See the following news items for more details on this data:

  • APPRIS tags
  • Transcript Support Levels

Gene expression page has moved (all species)

We have decided to move the Gene Expression table to our per-species documention, as the data is not applicable to every gene. You can now find the list of tissues and associated datasets on the homepage of every species with an RNASeq database, e.g. Homo_sapiens/Info/Expression.

Display of Alternative alleles (all species)

We have added a new Gene panel that shows a table of manually curated alternative alleles. An example of this would be a gene on the human GRCh38 reference assembly and one on a GRC haplotype patch. This table also provides links to Region comparison that are preconfigured to show the regions of interest.

Links between alternative allleles have also been added to Gene Summary panels and to the menus that appear when mousing over a gene on a location view.

New species, assemblies and genebuilds

Vervet Monkey assembly and genebuild (Vervet-AGM)

The Vervet Monkey assembly ChlSab1.1 was released. We have produced new gene annotation on this assembly.

Vega Human annotation updated (Human)

Manual annotation of human from Havana has been updated and contains the data released in Vega 57

Vega Rat annotation included (Rat)

Manual annotation of rat from Havana is included. This represents the data released in Vega 57.

APPRIS tags (Human)

APPRIS labels were imported for human. APPRIS is a system that deploys a range of computational methods to provide value to the annotations of the human genome. APPRIS also selects one of the CDS for each gene as the principal isoform. APPRIS defines the principal variant by combining protein structural and functional information and information from the conservation of related species.

Other updates

Vervet Monkey RNASeq database and Bam files (Vervet-AGM)

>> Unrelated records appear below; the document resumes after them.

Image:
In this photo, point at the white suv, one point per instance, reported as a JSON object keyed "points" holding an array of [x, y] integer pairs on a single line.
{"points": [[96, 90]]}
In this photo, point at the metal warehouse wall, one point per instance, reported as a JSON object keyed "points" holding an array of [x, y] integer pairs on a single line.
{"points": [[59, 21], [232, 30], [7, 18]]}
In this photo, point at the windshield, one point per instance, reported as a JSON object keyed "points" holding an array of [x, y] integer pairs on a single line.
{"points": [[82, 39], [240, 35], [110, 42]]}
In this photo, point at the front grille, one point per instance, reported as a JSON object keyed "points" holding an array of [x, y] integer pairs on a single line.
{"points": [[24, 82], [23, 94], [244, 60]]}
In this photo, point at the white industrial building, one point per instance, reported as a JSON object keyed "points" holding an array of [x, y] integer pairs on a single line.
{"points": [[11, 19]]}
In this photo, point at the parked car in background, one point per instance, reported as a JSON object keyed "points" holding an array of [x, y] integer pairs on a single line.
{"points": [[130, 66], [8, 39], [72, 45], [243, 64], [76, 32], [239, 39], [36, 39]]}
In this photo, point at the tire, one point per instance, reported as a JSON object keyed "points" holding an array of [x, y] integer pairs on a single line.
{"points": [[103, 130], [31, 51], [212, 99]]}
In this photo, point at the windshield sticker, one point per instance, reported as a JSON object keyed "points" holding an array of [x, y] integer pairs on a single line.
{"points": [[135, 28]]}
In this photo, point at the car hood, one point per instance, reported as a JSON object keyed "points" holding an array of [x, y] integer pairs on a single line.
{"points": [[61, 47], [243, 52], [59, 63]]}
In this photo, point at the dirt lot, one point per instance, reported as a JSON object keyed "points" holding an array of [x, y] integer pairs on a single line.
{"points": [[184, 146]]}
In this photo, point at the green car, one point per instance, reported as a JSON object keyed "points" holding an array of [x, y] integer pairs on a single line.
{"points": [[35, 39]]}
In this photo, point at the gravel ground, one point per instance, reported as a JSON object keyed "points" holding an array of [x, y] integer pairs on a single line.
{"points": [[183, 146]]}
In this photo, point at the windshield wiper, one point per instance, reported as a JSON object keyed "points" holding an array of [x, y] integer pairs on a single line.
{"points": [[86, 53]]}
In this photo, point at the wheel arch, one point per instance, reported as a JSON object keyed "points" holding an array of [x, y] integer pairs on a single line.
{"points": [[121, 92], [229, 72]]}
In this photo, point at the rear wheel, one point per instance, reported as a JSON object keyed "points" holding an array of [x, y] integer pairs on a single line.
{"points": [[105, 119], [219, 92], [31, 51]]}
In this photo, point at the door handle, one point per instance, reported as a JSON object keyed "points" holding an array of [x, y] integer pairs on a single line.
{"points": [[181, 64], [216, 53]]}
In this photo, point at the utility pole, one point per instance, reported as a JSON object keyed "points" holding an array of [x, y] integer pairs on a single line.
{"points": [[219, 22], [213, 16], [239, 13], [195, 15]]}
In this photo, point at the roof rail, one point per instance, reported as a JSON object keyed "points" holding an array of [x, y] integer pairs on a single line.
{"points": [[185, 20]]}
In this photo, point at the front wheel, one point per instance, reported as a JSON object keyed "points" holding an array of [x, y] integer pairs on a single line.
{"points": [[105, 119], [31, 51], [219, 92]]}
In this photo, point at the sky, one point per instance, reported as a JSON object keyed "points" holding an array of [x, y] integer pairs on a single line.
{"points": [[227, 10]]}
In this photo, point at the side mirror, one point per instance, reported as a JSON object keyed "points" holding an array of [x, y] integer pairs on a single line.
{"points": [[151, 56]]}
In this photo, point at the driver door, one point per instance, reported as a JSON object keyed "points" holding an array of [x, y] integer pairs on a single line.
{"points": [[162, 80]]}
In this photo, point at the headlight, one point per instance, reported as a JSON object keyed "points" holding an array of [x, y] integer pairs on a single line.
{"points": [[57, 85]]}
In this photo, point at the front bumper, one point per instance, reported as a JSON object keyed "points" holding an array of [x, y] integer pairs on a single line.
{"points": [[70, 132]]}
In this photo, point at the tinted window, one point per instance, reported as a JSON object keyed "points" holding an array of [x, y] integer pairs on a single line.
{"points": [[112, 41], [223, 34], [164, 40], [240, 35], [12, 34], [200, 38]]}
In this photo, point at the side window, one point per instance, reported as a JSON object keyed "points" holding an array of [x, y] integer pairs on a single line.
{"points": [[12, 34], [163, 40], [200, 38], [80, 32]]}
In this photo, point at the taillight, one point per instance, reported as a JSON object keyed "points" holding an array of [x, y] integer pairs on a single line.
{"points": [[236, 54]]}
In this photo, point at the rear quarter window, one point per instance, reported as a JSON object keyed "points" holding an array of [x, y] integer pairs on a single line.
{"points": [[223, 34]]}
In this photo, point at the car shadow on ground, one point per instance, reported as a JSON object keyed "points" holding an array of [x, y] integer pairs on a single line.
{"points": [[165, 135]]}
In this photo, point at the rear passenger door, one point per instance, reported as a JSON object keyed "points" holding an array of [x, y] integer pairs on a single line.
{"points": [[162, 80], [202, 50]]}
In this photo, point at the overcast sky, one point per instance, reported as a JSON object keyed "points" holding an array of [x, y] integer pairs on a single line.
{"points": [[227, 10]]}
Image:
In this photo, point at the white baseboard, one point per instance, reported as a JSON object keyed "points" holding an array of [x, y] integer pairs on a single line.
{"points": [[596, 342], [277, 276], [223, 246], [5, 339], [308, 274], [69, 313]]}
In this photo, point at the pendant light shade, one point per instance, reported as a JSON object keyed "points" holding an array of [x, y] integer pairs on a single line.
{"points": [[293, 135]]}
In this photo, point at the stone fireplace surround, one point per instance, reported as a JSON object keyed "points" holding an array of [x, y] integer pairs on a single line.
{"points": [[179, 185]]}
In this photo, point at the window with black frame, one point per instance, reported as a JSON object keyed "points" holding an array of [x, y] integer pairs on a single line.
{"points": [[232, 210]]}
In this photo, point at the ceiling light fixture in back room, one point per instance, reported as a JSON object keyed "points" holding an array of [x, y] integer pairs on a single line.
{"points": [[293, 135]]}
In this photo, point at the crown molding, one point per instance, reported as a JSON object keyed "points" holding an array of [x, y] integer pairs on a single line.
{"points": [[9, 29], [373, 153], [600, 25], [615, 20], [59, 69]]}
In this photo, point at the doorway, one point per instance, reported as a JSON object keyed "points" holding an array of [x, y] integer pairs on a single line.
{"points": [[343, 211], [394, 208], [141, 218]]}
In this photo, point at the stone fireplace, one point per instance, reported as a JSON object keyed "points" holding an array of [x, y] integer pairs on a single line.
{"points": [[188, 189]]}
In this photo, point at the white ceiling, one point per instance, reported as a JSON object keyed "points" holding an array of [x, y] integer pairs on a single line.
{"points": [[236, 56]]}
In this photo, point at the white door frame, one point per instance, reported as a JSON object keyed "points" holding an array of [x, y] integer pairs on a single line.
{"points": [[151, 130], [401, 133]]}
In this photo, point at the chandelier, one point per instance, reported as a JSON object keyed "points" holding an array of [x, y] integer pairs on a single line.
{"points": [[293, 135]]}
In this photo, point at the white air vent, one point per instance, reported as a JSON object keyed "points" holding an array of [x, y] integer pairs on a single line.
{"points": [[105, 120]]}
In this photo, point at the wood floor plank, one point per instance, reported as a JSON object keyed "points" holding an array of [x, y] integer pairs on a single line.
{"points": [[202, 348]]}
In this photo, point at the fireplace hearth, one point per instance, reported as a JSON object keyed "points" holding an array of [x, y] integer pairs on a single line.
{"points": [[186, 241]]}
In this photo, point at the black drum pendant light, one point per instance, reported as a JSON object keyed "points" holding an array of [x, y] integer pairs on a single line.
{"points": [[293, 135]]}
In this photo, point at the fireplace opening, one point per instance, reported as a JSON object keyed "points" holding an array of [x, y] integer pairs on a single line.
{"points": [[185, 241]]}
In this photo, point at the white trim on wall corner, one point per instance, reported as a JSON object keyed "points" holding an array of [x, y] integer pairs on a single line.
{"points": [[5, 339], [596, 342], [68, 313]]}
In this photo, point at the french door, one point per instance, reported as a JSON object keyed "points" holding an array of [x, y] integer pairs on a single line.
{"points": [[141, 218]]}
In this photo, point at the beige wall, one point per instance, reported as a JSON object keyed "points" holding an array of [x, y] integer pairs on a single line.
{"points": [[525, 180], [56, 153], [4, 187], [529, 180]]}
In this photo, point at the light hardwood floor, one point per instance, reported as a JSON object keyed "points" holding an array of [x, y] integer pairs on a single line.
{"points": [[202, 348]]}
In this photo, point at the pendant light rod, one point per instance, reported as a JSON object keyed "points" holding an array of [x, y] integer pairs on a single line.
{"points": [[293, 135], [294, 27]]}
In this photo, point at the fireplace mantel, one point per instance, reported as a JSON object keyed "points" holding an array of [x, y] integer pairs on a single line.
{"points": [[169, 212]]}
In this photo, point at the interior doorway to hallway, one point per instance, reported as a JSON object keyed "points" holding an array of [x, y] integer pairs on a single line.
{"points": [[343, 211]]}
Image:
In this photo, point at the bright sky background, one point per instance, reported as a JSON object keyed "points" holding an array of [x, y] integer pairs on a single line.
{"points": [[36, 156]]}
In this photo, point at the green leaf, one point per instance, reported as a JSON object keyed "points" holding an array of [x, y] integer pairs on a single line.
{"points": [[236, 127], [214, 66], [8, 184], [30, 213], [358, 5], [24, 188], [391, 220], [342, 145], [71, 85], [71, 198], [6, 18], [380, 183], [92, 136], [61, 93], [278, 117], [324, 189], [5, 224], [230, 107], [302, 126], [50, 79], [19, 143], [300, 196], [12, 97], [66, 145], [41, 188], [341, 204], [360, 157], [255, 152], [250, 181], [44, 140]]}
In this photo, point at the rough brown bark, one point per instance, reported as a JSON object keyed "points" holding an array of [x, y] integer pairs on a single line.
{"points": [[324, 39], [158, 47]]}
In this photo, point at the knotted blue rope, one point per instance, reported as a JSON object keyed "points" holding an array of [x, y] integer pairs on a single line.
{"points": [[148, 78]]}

In addition to the gene annotation for ChlSab1.1, an rnaseq database will be released where users can view BAM files and transcript models.

Update to Ensembl-Havana rat merge (Rat)

Updated Ensembl-Havana rat gene set; this is the first merge for rat. This gene set is a merge of complete Ensembl gene models and the latest Havana gene annotation.

Human: updated RefSeq gene import (Human)

The imported RefSeq gene set was updated in the human otherfeatures database. Please note that RefSeq annotates gene models on cDNA sequence and not on the reference genome, meaning that when users choose to translate the RefSeq transcripts off the reference genome that the translations may contain stop codons.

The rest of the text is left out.